Swedish traditional cuisine is equal parts interesting, flavourful, and simple. Meats such as reindeer are more typical of the north, whilst fresh, local vegetables are more prominent in the south.
Lingonberry jam is the condiment of choice in Sweden, and it accompanies anything from meatballs to porridge to black pudding. Smörgåsbord, a buffet-style meal with hot and cold dishes, wouldn’t be complete without pickled herring, and Thursdays ask for the obligatory ärtsoppa och pannkakor (pea soup and pancakes). Finally, the queen of puddings is the prinsesstårta, a bright green cake with a pink sugar rose on top.

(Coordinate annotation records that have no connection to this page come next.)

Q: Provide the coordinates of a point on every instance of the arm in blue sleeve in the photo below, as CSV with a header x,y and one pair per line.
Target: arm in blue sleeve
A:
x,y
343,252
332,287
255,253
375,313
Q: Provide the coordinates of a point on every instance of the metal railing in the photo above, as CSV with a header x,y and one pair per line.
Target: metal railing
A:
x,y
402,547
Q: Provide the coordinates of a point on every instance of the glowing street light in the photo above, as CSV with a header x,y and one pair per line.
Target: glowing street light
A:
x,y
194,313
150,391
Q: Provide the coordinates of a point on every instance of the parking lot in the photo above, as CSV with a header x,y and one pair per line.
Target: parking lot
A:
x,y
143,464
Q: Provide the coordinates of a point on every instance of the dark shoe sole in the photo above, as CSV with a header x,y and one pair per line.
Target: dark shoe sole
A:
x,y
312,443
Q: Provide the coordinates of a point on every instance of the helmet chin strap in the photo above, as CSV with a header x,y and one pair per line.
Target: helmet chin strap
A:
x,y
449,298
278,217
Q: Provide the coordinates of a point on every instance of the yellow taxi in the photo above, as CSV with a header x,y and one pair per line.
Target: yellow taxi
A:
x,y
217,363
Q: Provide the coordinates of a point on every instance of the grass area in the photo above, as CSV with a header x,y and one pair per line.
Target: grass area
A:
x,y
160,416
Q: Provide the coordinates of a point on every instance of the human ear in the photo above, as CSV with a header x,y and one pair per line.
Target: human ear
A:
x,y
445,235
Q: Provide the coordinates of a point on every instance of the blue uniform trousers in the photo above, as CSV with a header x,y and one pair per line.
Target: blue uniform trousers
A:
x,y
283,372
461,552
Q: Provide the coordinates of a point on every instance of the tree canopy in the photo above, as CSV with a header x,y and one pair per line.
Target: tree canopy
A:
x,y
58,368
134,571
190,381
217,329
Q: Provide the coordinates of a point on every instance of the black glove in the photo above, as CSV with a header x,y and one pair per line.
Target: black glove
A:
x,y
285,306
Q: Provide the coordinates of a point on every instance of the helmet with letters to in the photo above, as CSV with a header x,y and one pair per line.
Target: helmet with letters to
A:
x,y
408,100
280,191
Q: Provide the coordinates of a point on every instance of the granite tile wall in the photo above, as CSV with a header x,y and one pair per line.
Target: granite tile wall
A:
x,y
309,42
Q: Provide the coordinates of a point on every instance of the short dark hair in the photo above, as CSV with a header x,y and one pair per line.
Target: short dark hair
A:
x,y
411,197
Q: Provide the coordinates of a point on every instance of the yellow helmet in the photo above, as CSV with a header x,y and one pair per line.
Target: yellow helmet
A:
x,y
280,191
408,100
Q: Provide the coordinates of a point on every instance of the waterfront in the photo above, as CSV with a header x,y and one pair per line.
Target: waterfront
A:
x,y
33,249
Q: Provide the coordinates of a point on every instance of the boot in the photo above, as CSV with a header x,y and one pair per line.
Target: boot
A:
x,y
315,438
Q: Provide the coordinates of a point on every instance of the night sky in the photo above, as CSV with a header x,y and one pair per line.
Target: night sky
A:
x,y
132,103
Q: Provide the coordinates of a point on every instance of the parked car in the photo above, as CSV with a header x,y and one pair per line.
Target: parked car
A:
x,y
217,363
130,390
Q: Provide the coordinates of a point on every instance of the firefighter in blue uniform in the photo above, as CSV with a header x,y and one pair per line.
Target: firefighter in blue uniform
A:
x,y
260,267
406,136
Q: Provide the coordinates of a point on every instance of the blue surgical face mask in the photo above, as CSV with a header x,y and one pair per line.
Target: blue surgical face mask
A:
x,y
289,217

Sweden enjoys a more temperate climate than many other regions so far north thanks for the Gulf Stream, which flows in from Norway’s west coast. Temperatures in the warmest month, July, average between 13°C and 17°C, whilst in the coldest month, February, they drop down to between -22°C and -3°C, according to the region’s latitude. Northern Sweden often experiences lows of -30°C and snow covers the ground in southern Sweden from December to April.
How to Get to Sweden
Flying to Sweden is very straightforward, and there are two international airports linking it to the UK: Stockholm and Gothenburg. If your final destination is further south, it is worth looking into a flight that lands in Copenhagen (Denmark) and crossing the Öresund Bridge into Malmö (Sweden).
If travelling by train sounds more appealing, the fastest route is taking the Eurostar to Brussels and then boarding a train to Copenhagen for further connecting services to Sweden. Finally, ferries offer you the chance to bring your own car if you plan to drive throughout the country, and there are a number of different routes available from the UK.
Travelling to Sweden? Don’t Miss…
- Skansen Open-Air Museum, in Stockholm, is a stunning park fashioned in the style of a traditional Swedish village. It has farm animals, a market with handmade snacks and souvenirs, and a cosy teashop.
- Botaniska Tradgarden (Botanical Garden) in Gothenburg hosts a huge range of plants and flowers, has a nice playground for children, and an outdoor café to eat out on sunny days.
- Lund Cathedral is a gorgeous place to revel in some peace and quiet. It has one of Europe’s oldest astronomical clocks and at each strike of the hour you can witness the men at the top of the clock sword fighting.